Buccaneers coach Bruce Arians walks along the sideline before the team's NFL game against the Falcons on Dec. 5, 2021, in Atlanta.  Credit: AP

TAMPA, Fla. — Bruce Arians has decided to retire as coach of the Tampa Bay Buccaneers and move into a front-office role with the team, a stunning move announced Wednesday night.

Arians, who will turn 70 this coming season, coached the Bucs to the Super Bowl title in the 2020 season — Tom Brady’s first with Tampa Bay. The Bucs were 31-18 in Arians’ three seasons there and he was 80-48-1 in eight years as a head coach overall when adding in his five seasons with the Arizona Cardinals.

Defensive coordinator Todd Bowles will replace Arians as coach.

Bowles went 24-40 in four seasons as head coach with the Jets from 2015 through 2018 and was an interim head coach in Miami for three games in 2011.

“I am appreciative of the Glazer family and Jason Licht for having faith in me to take on this role, and to Coach Arians for his support and guidance over the past four decades,” Bowles said. “Tampa has become home for my family, and we are excited to remain part of this community for years to come. ... I am eager to get started with our players, coaching staff, and front office in preparation for the 2022 season.”

NBC Sports and the Los Angeles Times first reported Arians’ decision and that Bowles would be promoted.

“I have spent most of the last 50 years of my life on the sidelines as a football coach in one form or another,” Arians said in a statement released by the team. “Today, I have made the decision to move from the sidelines into another role with the Buccaneers front office, assisting (general manager) Jason Licht and his staff.

“I love football. I love the relationships, the strategy, the competition — everything. It has been one hell of a ride, but I know this is the right time for me to make this transition."

Bowles becomes the sixth minority head coach currently in the NFL, joining the Jets' Robert Saleh, Pittsburgh’s Mike Tomlin, Washington’s Ron Rivera, Houston’s Lovie Smith and Miami’s Mike McDaniel. He also is the fourth Black coach in Bucs’ history, joining Tony Dungy, Raheem Morris and Smith.

It is the second major retirement announcement for the Bucs this offseason, following Brady’s announcement in February that he was ending his career. Brady, a seven-time Super Bowl champion quarterback, returned 40 days later, saying he would return for a 23rd season and noting he had “unfinished business.”

Brady, in an Instagram post Wednesday night, said Arians was a major part of his decision to play for Tampa Bay and that he'll be “forever grateful."

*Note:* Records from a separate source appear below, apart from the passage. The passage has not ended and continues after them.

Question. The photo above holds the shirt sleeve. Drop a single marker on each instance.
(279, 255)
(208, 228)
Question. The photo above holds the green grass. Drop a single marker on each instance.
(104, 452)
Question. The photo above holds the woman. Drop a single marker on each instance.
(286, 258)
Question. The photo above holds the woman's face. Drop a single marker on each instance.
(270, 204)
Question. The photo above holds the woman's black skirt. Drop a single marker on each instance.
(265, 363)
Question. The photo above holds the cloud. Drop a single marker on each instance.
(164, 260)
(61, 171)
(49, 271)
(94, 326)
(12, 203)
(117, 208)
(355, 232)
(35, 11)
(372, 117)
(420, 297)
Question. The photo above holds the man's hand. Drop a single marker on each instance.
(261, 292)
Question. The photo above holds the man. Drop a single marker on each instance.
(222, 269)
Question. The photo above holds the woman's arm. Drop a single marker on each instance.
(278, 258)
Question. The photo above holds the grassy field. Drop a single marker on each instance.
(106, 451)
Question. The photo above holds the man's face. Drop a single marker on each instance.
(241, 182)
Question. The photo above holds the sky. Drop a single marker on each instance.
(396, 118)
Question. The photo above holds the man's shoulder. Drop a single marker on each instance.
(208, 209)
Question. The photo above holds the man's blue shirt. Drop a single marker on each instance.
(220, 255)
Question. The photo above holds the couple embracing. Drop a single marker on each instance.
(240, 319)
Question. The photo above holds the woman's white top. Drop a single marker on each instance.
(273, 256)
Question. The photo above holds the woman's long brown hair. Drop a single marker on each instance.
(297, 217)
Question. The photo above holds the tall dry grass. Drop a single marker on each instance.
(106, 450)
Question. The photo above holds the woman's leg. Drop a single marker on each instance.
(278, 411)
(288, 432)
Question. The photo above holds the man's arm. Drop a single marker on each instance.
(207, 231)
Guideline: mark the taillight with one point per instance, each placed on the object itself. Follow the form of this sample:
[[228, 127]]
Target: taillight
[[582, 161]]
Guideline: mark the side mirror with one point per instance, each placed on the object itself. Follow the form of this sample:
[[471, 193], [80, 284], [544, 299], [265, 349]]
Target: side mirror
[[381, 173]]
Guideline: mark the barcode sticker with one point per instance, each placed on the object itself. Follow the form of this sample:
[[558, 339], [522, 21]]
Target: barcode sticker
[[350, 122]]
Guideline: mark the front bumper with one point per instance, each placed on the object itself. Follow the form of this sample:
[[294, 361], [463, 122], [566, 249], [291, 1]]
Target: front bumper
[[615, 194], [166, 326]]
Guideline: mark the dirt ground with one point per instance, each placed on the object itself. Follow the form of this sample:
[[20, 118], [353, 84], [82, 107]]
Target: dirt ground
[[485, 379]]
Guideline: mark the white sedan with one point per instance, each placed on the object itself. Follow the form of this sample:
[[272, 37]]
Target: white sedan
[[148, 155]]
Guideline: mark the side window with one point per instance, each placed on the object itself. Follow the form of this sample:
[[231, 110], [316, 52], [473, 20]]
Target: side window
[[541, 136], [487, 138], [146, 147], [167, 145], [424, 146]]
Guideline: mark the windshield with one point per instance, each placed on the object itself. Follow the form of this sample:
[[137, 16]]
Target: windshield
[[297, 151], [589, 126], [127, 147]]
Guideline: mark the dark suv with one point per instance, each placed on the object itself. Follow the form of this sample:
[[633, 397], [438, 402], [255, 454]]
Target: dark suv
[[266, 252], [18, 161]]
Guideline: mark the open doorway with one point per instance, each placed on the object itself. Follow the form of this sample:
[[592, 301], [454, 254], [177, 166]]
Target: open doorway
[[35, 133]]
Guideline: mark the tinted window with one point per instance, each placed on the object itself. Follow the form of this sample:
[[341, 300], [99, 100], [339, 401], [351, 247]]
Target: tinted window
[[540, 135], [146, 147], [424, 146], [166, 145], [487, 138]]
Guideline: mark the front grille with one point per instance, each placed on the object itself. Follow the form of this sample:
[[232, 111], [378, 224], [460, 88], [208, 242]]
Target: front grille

“You are an incredible man and coach, and it was a privilege to play for you," Brady wrote. “You are a true NFL legend and pioneer for all the work you have done to make the league more diverse and inclusive. Smart, tough, and loyal are a few of the words to describe your style. I will always remember the conversations we had when you recruited me two years ago and all of the things we discussed came true."

There was no public indication at the NFL’s annual meetings on the Atlantic side of the state in Palm Beach, Florida that such a move was coming. Arians was there, briefly, and did an interview with NFL Network about what the team would have done to replace Brady if the quarterback hadn’t changed his mind. Licht addressed reporters for a short time during the meetings, as did team co-owner Joel Glazer.

Arians did not do a group interview there, with the team saying he was leaving for personal reasons. He was also one of the four coaches who opted to not be part of the annual group photo of all NFL head coaches at the meetings.